Today's opportunity included one of her favorite parts of Sonora and she was almost giddy as she made her way to the big (ish) squishy chair, with Ness already seated there. She beamed at her friend, glad that she could say Ness was her friend. Her best friend. Glad that she knew exactly how much that meant and that they were on the same page about that mostly. It was weird and had been weird, but now it wasn't weird and Evelyn was too happy to be here to worry about that right now. She had an advantage over Ness in that she had mostly stopped growing a while ago, but it didn't matter too much; they mostly sat tangled up together in the chair these days anyway.
Evelyn did a happy little jump as she drew closer and then squished her way into the chair with Ness. "Hello, you," she grinned. It felt good to be here because it meant this was the start of something. That something could be a whole lot of things, and they'd get to find out together. "It seems silly to say I missed you when I spent most of the summer with you, but I did miss you anyway. It's nice to be here with you," she smiled.
"Same," Ness admitted, echoing all of Evelyn's sentiments. Sure, they had shared a house for the summer, but they each had another sibling there, and both of them were attention seekers. CJ because he was five and that, apparently, was what five year olds were like, and Kir because he was Kir. Kir liked to steal Evelyn for playing with make-up and like... Ness got that Evelyn had been around a lot and Kir was invested in her as a person too, but it still felt weird sometimes to think the two of them had their own friend/sibling relationship outside of Ness. And then there was CJ. Ness was just trying not to really have emotions about CJ because it felt like they might be too big and that all of them would be unfair. Ness did not want to be unfair to a small semi-orphaned child but also couldn't particularly dredge up any positive feelings either. It was much nicer to be back where he wasn't so much of an obvious problem.
"There's less annoying music here," Ness agreed, deciding it was safer to dig at Kir Though actually, people were often singing with CJ too, and his taste in songs was worse than Kir's.
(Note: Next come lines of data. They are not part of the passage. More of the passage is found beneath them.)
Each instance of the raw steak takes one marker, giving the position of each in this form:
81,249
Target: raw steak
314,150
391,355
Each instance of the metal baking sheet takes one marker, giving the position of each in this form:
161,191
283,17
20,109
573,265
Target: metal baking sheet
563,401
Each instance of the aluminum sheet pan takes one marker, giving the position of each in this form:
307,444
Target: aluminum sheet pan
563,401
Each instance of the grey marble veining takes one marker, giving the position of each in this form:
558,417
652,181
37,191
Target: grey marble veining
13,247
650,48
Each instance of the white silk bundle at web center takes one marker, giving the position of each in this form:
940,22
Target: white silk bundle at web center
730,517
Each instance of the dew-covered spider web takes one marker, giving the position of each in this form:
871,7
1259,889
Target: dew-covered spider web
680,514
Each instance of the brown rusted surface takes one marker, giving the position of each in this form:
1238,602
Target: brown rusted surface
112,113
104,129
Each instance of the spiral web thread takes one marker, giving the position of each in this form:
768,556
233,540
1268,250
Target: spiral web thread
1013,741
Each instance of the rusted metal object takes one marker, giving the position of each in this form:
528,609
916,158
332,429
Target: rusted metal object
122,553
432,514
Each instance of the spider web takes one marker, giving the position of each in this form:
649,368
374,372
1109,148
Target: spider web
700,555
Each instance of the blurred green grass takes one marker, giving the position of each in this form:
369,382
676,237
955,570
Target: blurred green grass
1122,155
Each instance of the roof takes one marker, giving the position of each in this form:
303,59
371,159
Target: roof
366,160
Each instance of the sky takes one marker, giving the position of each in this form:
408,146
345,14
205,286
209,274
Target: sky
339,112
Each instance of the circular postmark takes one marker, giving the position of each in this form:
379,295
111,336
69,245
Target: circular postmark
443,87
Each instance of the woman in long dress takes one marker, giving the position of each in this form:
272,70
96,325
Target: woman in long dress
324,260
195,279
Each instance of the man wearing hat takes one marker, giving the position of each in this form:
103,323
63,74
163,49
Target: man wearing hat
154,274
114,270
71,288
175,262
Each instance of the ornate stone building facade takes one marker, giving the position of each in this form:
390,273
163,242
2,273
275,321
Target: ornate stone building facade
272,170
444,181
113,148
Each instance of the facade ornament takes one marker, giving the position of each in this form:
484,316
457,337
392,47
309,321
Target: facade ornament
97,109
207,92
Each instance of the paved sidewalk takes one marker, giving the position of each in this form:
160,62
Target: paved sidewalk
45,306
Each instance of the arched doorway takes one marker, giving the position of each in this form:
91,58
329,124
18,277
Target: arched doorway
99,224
Kir's music taste was mostly annoying in that it wasn't actually bad, and in fact maybe Ness would have liked some of those bands too, if given the chance, but now Kir had found them first it would seem like copying.
It would have been nice to think that now they were back at school, Ness had more of Evelyn, but there weren’t exactly fewer people here demanding the Pecari’s attention. And Ness had to be cool with that, and not be jealous and a butt. It helped to have chair time, that they had this tradition and that Evelyn didn’t seem to want to skip out on it, however much time they spent together at home, or however many other options she had.
“Sixth year feels weird,” Ness admitted, snuggling in appreciatively, “Like, we’ve gone from being the big ones in class to the little ones again but now we’re so much older than almost everyone else. Are we big or small? Also, we’re sharing a class with people who are getting ready for real life. It’s sort of hard to feel like settling into our advanced courses compares. And then the advanced program is only two years, so it’s going to go from ‘hey what even is this year?’ to ‘this determines the rest of your life’ when we move up.”